G2015 BLSプロバイダーコース【正式版】進行のノウハウ教えます その2【筆記試験】

今日は、BLSプロバイダーコースG2015の筆記試験について掘り下げてみます。

2016_BLS_HCP_IVE_Exams_A_B.png
↑G2015 IVE英語版 BLS筆記試験問題の表紙


G2015から筆記試験がテキスト類持ち込み可のOpne Resourceに変わったという話は前回書きました。

これは簡単にいうと、知識を問うような問題ではなく、考え方を身に着けたかどうか、思考を問う問題に変わったということです。

試験問題の中身に関わることなので、あまり詳しく書けない部分でもあるのですが、シナリオベースの問題が増えたという点は言っていいかと思います。

その状況の中に自分を没入させると自然と答えが見えてくるような、そんな設問を目指しているのがわかります。

例えば、今回のガイドラインのBLSアルゴリズムでは、通報のタイミングをきっちりとは規定せずに、CPRを始める前までには完了するようにということを求めています。そのためには、周囲に人がいるのかどうか、自分が無線機や携帯電話を持っているのか、そしてそれはハンズフリー通話ができるのかどうか、などによって最適な通報のタイミングは変わってきます。

そんなところを考え、最適を判断することを求めるのがG2015スタイル。(別に通報のタイミングが試験にでると言っているわけではないですよ)

ですから、インストラクターは答えを与えるような指導をしちゃダメです。

原則を伝え、どう考え、判断するのか、その道筋を示すのが2015流です。このことはG2015版のDVDで蘇生科学の基礎原理をこれまでになく、詳しく解説していることからも汲み取れるんじゃないかと思います。

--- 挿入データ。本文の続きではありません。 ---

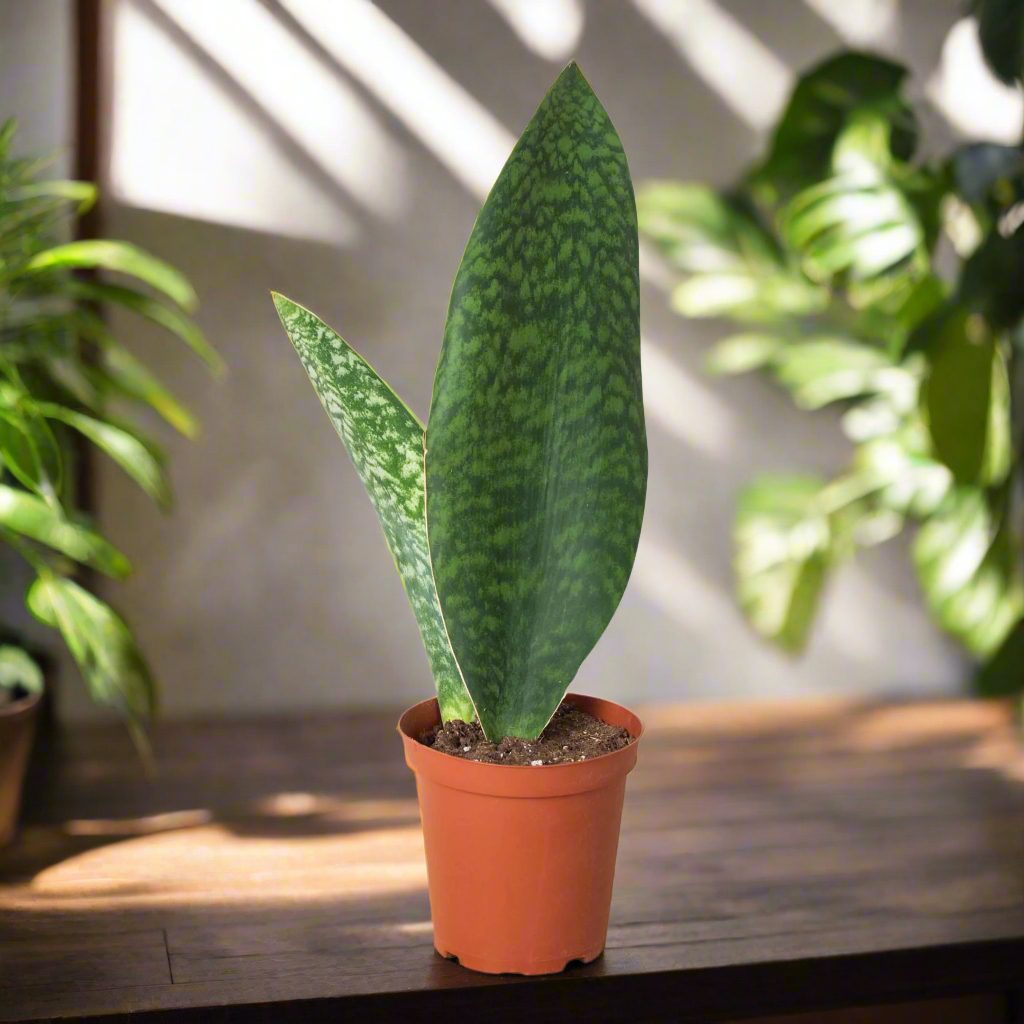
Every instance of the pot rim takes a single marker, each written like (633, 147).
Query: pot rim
(520, 780)
(20, 707)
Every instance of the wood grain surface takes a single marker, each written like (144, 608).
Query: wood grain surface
(824, 862)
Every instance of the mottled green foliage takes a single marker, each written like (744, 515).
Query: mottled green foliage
(385, 440)
(537, 455)
(930, 366)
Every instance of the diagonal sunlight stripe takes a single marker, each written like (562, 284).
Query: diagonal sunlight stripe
(749, 78)
(474, 145)
(550, 28)
(323, 113)
(861, 22)
(967, 94)
(464, 135)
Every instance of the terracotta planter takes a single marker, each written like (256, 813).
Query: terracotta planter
(520, 860)
(17, 727)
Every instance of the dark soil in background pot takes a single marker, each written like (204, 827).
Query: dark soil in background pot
(571, 735)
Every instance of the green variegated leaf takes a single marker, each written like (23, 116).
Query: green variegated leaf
(537, 453)
(971, 571)
(24, 513)
(385, 440)
(783, 548)
(100, 643)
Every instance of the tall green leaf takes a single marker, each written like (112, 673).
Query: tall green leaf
(537, 452)
(100, 643)
(28, 515)
(385, 440)
(122, 257)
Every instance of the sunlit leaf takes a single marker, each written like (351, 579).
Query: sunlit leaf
(134, 457)
(734, 264)
(783, 548)
(18, 671)
(159, 312)
(82, 193)
(385, 441)
(122, 257)
(971, 571)
(101, 644)
(820, 108)
(536, 451)
(824, 370)
(30, 516)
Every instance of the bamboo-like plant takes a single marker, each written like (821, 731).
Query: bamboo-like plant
(826, 254)
(61, 370)
(513, 517)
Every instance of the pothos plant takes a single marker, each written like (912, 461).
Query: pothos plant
(62, 372)
(861, 275)
(513, 517)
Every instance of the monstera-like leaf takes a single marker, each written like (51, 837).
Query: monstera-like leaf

AHAの目指すところはよく分かるのですが、試験問題の出来栄えとしては、そこまで踏み込めているのかなと思う部分もありますが、少なくとも条件反射的に答えが出てくるような設問は抑えられている印象はあります。

カークパトリックのレベル2からレベル3以上を目指し始めた第一歩とも言えるG2015のBLS。この先のG2020では、この現場での転用スキルを問うという点が洗練されてきて、すっきりしてくるのかなと、期待しています。

英語ではそうなのですが、これが公式日本語になったとき、どこまでその意図を汲んだ日本語表現になるか、それが気がかりです。翻訳次第では台無しにしちゃいますからね。





posted by めっつぇんばーむ at 01:39 | Comment(0) | TrackBack(0) | 最新の心肺蘇生ガイドライン2015速報
2016年09月25日

G2015 BLSプロバイダーコース【正式版】進行のノウハウ教えます その1

ようやくBLSプロバイダーマニュアルG2015の日本語版が出ましたね。



これで暫定コースではない正式版G2015講習に移行できる! と思ったら、残念なことに今回リリースされたのはプロバイダーマニュアル(受講者用テキスト)のみ。

DVDやインストラクターマニュアルの日本語版は遅れているようで、現時点、販売時期は未定です。

完全日本語化で講習開催するには、日本語のDVDと日本語の筆記試験問題は欠かせません。

聞くところによると、9月末に大々的なG2015版BLSコース開催のためのプレコース(コンセンサス勉強会)を企画していた某大手ITC2つはどちらも中止になって、代わりの開催日は未定だとか。

あと数ヶ月以内、おそらく年内には出てくれるかなと思っていますが、まったくわかりません。


さて、いずれにしても日本国内でもBLSコースが、暫定版ではない正式なG2015版に刷新されるのはそう遠い話ではありません。

組織としての伝達講習を待てばいいという人もいるかもしれませんが、やはりAHAインストラクターとしては、1日も早く新コースを知りたいですよね。


そこで、これから何回かに渡って新しいG2015正式版AHA-BLSプロバイダーコースのコース進行のコツについて紹介していこうと思います。


蘇生科学の変更より、教育工学上の変更が重要

G2015正式版のBLSコースで変わった点といえば、これがけっこうなビックインパクトで全然違っていると言っても過言ではありません。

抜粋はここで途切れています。